What can you build with this?
A full-stack business platform. The layers build on each other — pick what you need.
Key principle: No backend server. All application logic runs client-side in the browser. Supabase provides the database, authentication, and serverless functions. For file storage, you can use Supabase Storage (1 GB free) or Cloudflare R2 (10 GB free, zero egress fees). GitHub Pages serves static files for free.
CSS: Tailwind CSS v4 is available alongside existing CSS custom properties. The Tailwind source (styles/tailwind.css) defines AAP design tokens (colors, fonts, shadows, radii) and is compiled to styles/tailwind.out.css by GitHub Actions CI on every push. Use npm run css:build locally or npm run css:watch for development. All pages load both site.css (custom properties) and tailwind.out.css (utility classes).
Select what you need
Core services are pre-selected. Toggle optional ones on or off.
How much will you build?
This mainly affects your Claude Code plan and usage-based services.
Estimated annual cost$0
1. GitHub + Starter Template Free
First, get a GitHub account and create your project from the starter template. Everything here is done in your browser — no terminal needed.
Create a GitHub account
You'll need a free GitHub account to host your site and store your code. If you already have one, skip to the next step.
Click the green "Use this template" button → "Create a new repository"
Enter your project name as the Repository name (e.g., my-salon-app)
Make sure Public is selected (required for free GitHub Pages hosting)
Click "Create repository" — GitHub copies all the template files into your own repo
Turn on GitHub Pages
In your new repo, go to Settings (gear icon near the top)

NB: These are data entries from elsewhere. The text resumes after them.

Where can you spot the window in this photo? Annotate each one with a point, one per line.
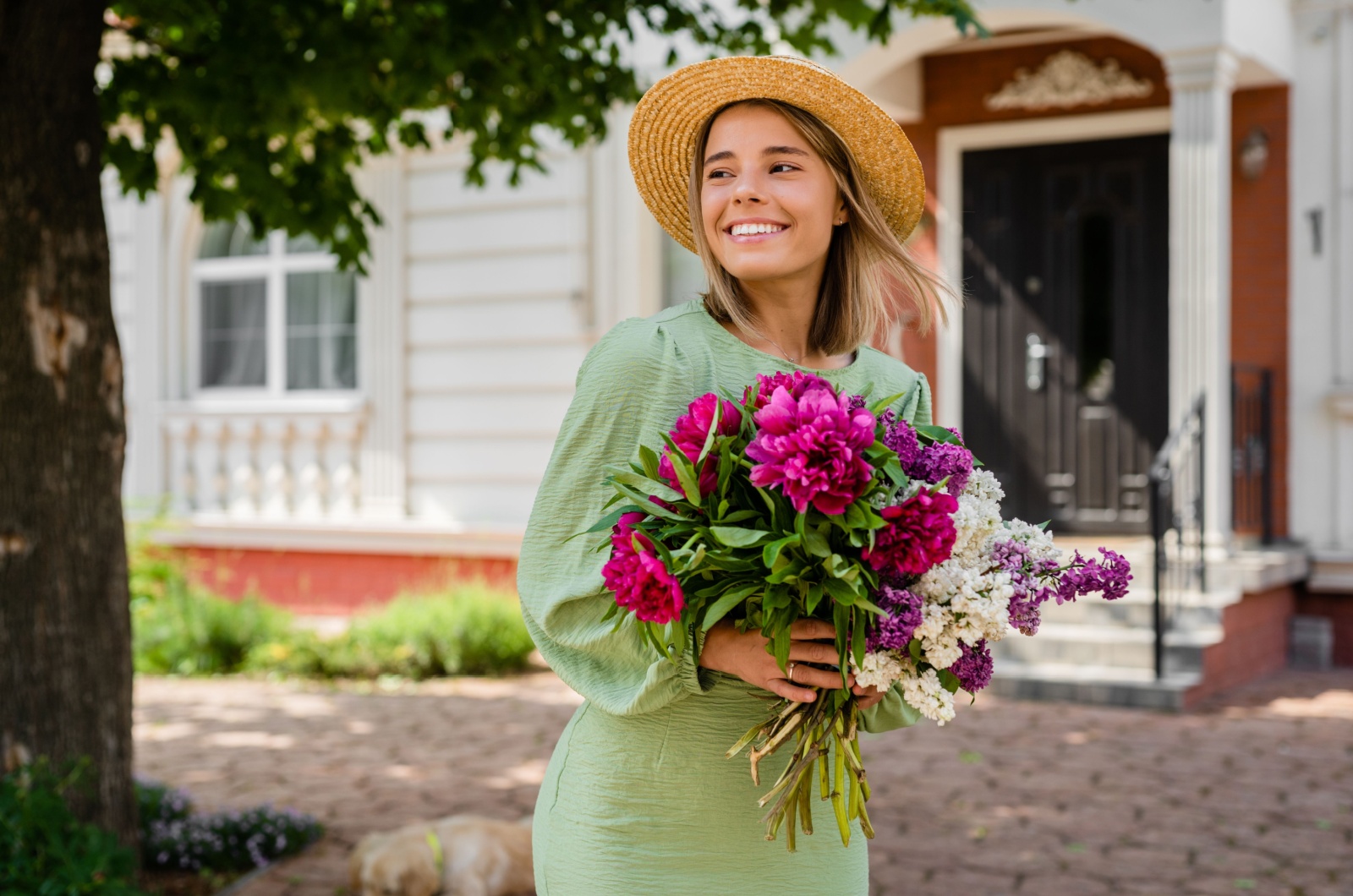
(274, 314)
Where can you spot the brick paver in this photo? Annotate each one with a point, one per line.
(1253, 795)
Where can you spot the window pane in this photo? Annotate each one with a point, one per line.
(234, 333)
(227, 238)
(321, 331)
(683, 275)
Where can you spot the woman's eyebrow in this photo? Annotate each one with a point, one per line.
(769, 150)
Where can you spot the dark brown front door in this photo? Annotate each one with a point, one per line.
(1065, 329)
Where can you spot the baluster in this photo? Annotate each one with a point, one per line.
(275, 477)
(240, 467)
(344, 441)
(308, 463)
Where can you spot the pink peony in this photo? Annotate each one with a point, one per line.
(690, 432)
(812, 448)
(919, 535)
(639, 578)
(796, 382)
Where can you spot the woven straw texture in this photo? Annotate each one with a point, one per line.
(662, 134)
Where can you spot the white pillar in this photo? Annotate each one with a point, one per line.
(381, 344)
(1201, 260)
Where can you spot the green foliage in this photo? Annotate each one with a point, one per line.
(466, 631)
(272, 105)
(180, 628)
(45, 850)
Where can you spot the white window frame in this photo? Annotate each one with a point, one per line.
(272, 268)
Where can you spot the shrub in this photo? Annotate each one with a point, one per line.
(45, 850)
(464, 631)
(227, 841)
(179, 628)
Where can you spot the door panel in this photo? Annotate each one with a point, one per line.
(1065, 342)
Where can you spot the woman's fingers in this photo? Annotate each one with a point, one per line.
(812, 630)
(791, 691)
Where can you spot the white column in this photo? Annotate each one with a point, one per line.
(381, 342)
(1201, 260)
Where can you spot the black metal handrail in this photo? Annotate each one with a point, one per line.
(1177, 506)
(1252, 450)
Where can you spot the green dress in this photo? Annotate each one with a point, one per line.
(638, 796)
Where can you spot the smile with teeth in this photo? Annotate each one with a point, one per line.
(748, 231)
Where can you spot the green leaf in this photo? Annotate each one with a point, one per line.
(771, 551)
(683, 468)
(644, 484)
(720, 608)
(737, 536)
(649, 461)
(841, 592)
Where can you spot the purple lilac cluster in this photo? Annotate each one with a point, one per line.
(931, 463)
(1109, 576)
(974, 668)
(904, 614)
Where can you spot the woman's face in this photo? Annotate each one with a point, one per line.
(769, 202)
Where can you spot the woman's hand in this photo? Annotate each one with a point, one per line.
(812, 644)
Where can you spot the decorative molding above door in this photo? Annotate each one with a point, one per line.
(1068, 79)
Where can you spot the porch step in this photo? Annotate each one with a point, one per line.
(1091, 684)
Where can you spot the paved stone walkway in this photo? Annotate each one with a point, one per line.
(1251, 795)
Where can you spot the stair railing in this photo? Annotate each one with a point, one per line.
(1177, 524)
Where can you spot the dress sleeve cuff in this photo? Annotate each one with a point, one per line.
(692, 677)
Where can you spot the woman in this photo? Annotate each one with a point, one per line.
(796, 193)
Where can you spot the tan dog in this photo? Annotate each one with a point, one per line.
(457, 855)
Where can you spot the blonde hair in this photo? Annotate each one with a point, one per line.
(866, 263)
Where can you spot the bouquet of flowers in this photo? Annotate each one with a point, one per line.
(796, 502)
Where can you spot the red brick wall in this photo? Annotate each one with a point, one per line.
(1255, 643)
(1258, 265)
(956, 88)
(337, 583)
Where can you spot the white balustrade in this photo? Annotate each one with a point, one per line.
(264, 465)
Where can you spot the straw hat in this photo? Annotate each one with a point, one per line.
(662, 134)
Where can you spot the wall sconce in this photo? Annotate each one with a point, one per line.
(1255, 153)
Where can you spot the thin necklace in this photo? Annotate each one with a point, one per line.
(792, 360)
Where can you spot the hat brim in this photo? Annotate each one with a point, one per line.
(662, 133)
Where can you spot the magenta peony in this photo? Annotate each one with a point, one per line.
(639, 578)
(919, 535)
(690, 432)
(796, 382)
(812, 448)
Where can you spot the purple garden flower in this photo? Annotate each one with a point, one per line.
(904, 614)
(812, 448)
(1109, 576)
(974, 668)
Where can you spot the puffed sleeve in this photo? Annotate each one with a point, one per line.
(892, 711)
(629, 389)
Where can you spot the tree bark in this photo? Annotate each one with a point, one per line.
(65, 630)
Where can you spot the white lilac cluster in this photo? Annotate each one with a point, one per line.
(881, 669)
(928, 696)
(965, 601)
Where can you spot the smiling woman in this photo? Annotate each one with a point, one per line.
(796, 193)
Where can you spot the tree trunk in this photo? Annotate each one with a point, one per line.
(65, 630)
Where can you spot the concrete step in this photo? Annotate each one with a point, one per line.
(1089, 684)
(1109, 646)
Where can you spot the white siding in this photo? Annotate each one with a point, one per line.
(497, 326)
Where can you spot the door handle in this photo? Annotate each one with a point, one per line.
(1035, 362)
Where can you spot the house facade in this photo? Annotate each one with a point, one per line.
(1147, 203)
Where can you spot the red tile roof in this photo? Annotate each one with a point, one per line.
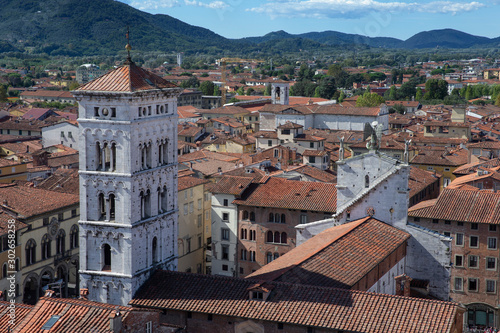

Click Pages in the left sidebar
Under "Source," select Deploy from a branch → main → / (root) → Save
Wait 1–2 minutes. Your site is live at https://<username>.github.io/<project-name>/
Download the project to your computer
You need a copy of your project on your computer. This takes two steps:
a) Open a terminal
Mac: Press Cmd + Space, type Terminal, press Enter
Windows: Press Win + R, type cmd, press Enter
b) Paste this command into your terminal
Click Copy below, then paste into your terminal (Ctrl+V on Windows, Cmd+V on Mac) and press Enter:
git clone https://github.com/USERNAME/my-salon-app.git
cd my-salon-app
This downloads your project files into a folder on your computer. You'll point Claude Code at this folder in the next step.
Windows: Git not installed?
If you see "git is not recognized," download Git from git-scm.com, install it (use all defaults), then close and reopen your terminal and try again. Mac already has Git built in.
Connect Git to your GitHub account
Before Claude Code can push code to your repository, Git needs to know your GitHub credentials. The easiest way is GitHub CLI, which handles this through your browser — no passwords or tokens to manage.
a) Install GitHub CLI
Mac: Paste into Terminal: brew install gh Don’t have Homebrew? Paste this first: /bin/bash -c "$(curl -fsSL https://raw.githubusercontent.com/Homebrew/install/HEAD/install.sh)"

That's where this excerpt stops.